Jane Arden (1927- 1982) was a film director, actor, screenwriter, playwright, songwriter and poet.

In the late 1940s, after studying at RADA, her career started to form as she began to play parts on television and in London theatres. As the 1950s progressed, Arden concentrated on writing for stage and television, working with some of the key figures of British theatre and cinema such as Sheila Allen, Joan Simms, Jack Bond, David de Keyser, Alan Bates, Victor Spinetti, Albert Finney, Charles Laughton, Harold Pinter, and Philip Saville (whom she married). In the 1960s her work became increasingly radical as her interest and involvement in feminism and the anti-psychiatry movement grew.

This is particularly evident from 1965 onwards, when Jane began tracing female oppression and wrote a script for the BBC drama 'The Logic Game'. It was described as a "surrealist puzzle" which attempted to locate the isolation of women in the context of a bourgeois marriage.

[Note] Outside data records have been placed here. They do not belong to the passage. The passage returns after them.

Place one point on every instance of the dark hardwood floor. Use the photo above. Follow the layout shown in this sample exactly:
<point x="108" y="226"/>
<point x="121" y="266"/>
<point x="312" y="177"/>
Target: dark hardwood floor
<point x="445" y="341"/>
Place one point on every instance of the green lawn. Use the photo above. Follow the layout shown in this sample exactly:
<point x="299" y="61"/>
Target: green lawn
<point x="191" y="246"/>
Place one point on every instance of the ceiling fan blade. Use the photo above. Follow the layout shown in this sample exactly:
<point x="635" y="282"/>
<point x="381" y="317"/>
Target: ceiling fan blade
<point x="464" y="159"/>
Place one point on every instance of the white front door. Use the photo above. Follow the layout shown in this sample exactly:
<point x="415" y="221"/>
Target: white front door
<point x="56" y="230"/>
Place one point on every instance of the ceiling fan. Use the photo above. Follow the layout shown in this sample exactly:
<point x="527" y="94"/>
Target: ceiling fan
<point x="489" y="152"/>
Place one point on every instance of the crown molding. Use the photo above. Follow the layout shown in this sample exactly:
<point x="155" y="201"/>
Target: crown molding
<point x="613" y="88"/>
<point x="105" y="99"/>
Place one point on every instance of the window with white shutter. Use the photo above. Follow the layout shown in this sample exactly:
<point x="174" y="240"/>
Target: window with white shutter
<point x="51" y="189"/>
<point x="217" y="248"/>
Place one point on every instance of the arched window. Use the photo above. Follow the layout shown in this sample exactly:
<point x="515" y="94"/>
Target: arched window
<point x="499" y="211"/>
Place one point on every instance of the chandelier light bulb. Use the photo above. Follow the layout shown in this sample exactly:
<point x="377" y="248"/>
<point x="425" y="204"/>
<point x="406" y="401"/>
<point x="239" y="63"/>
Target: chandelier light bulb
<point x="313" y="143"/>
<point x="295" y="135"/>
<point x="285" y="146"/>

Arden’s cinematic career begins with her original script and her performance in Separation (1967), which was directed by Arden’s collaborator Jack Bond.


In 1969 she produced the play Vagina Rex and the Gas Oven, which ran to a packed house for six weeks at Arts Lab in London. From this she formed the radical feminist theatre group Holocaust and then wrote the play A New Communion for Freaks Prophets and Witches, which was to become the film The Other Side of the Underneath. The film premiered at the London Film Festival in 1972.

In the early 1970s Jane spent time in Morocco. Upon her return she made two more films, both co-directed with Jack Bond, the experimental Vibration in 1974, and Anti-Clock, which opened the 1979 London Film Festival.

Both films incorporated experimental video techniques, Arden's vision was seminal in creating the 'multi-channel' film art form.

Arden died in 1982 and, after an initial tribute at the National Film Theatre in 1983, the films were suppressed; her name consequently fading from the public realm.

After nearly three decades, in 2009, the BFI re-released Separation (1967), The Other Side of the Underneath (1972) and Anti-Clock (1979), creating a previously unavailable platform for a new generation to see her work.

However the depth and social relevance of this work commands that Arden’s output receive greater recognition and award her deserved status amongst her contemporaries.